Back on the Chemo I go

Sunday night is the big night – first day of 28 day cycle – the denying reality is over.  It has been a great break from treatments but sadly it has to come to an end.  That is the shitty thing, there is no “cure” just hopeful optimism that we don’t see re-occurrence.  So onto phase 3 of the standard of care (SOC) playbook.  It started with cut the sucker out, then radiate and drug what was left, now just keep drugging it until it rears its ugly head.  My Oncologist is old school and has great success with the old SOC.  His theory, if it an’t broke don’t fix it.  Well I am broke and I want to be fixed dammit so we are looking into additional therapies. One is Optune from Novocure.  This is a device I wear on my head (as much as possible) that generates an electrical field to inhibit cell division.  Amazing story behind the development of this technology (Read here).  I always love stories that have the developed in the basement or garage aspect to them.  This device has done so well they ended trials early to put into production.  In many cases Optune is being considered part of the SOC since it has such a positive result.
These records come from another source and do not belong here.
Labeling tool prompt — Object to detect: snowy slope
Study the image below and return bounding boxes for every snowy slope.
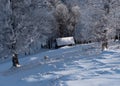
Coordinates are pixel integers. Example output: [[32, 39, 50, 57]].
[[0, 44, 120, 86]]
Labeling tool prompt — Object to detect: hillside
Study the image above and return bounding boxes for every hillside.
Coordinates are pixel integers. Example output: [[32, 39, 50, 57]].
[[0, 43, 120, 86]]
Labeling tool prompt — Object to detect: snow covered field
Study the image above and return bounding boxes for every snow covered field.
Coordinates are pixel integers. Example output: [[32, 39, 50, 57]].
[[0, 44, 120, 86]]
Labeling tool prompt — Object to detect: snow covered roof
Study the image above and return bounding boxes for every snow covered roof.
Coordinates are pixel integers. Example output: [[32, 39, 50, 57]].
[[56, 37, 75, 46]]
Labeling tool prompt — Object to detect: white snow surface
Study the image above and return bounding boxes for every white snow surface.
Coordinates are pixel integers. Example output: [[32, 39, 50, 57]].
[[0, 43, 120, 86]]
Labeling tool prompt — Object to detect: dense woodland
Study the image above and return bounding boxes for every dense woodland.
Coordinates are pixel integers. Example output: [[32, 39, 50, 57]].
[[0, 0, 120, 58]]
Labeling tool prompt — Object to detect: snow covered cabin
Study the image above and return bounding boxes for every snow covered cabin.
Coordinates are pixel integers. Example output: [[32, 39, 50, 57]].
[[56, 37, 75, 48]]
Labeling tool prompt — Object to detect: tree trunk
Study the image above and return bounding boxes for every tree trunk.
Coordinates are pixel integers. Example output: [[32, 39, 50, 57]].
[[12, 53, 19, 67]]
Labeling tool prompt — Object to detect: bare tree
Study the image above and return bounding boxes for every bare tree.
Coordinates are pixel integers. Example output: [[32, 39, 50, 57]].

That is sort of the problem once you have one of these suckers cut out.  They don’t want to do too many things that deviate from the SOC and reserve the other treatments until re-occurrence.  Sort of leaves those of us that want to prevent re-occurrence with few options.

I am getting pretty used to this Ketogenic diet thing. Actually I find it pretty interesting from a endurance training standpoint and look forward to adjusting my training accordingly.  I have delved into some great books by Dr Phil Maffetone and his site (Here).  His method is called Maximum Aerobic Function (MAF) where you train at a lower heart rate, stay 100% aerobic so you are burning fat for fuel, and build that system up so you generate more power at that lower heart rate.  The great thing is you don’t need to eat all the time as you are not burning glucose as an energy source and have to constantly replenish it.  Everyone, no matter how fat or skinny, has huge reserves of energy in our fat storage.  You just have to train your body to use it.  There are a whole lot of other benefits as well that I won’t go into so I can avoid the dreaded TLDR comments I will move on.  If you are interested google him, look at his site, get a book or two from the library, (FYI: the red book is more for just a healthy lifestyle, the yellow one is for athletic training) – will turn your thoughts about athletic performance and training upside down.

Speaking of athletics, I raced again last Wednesday.  Sadly because of my oncology appointments and MRI’s the week before I missed that weeks race.  I paid for it last week.  The good thing, my times have gotten progressively better (but then it is not always the same course week to week but very similar) but the suffering was much greater Wednesday than the previous two races.  I think I pushed more just because I knew I could and that = more suffering.  The last race of the Wednesday night series is this week. That is a day of decision right now since I will be 3 days into my 5 day chemo session.  I just have no idea how I will feel and how I will recover.  The Cross Crusade starts up next weekend and I hope to race on Sunday.  Again will be a game time decision since that is just a few days after I end my chemo.  I keep hearing how weak and sick people feel after their first round of high dose chemo so I don’t want to commit to anything because of pride if I think it will compromise me in other ways.  I am hopefully optimistic I can race in both.

Wow, really digressed there.  So to summarize after our victory post of no regrowth, I start on what they call the 28 day cycle. Five days of high dose chemo at night before bed (in hopes you sleep through the nausea),  then day 21 blood test, day 28 blood test, if labs are good, another round.  If bad we wait a bit for blood issue to resolve.  Next MRI is in two months the Wednesday before Thanksgiving.  At some point I will hear if I am approved for Optune (my insurance case worker has to approve) and that will be added to the mix.

The rest is continue on with life as normal, the problem is realizing you are not normal anymore, I have never craved normalcy so much.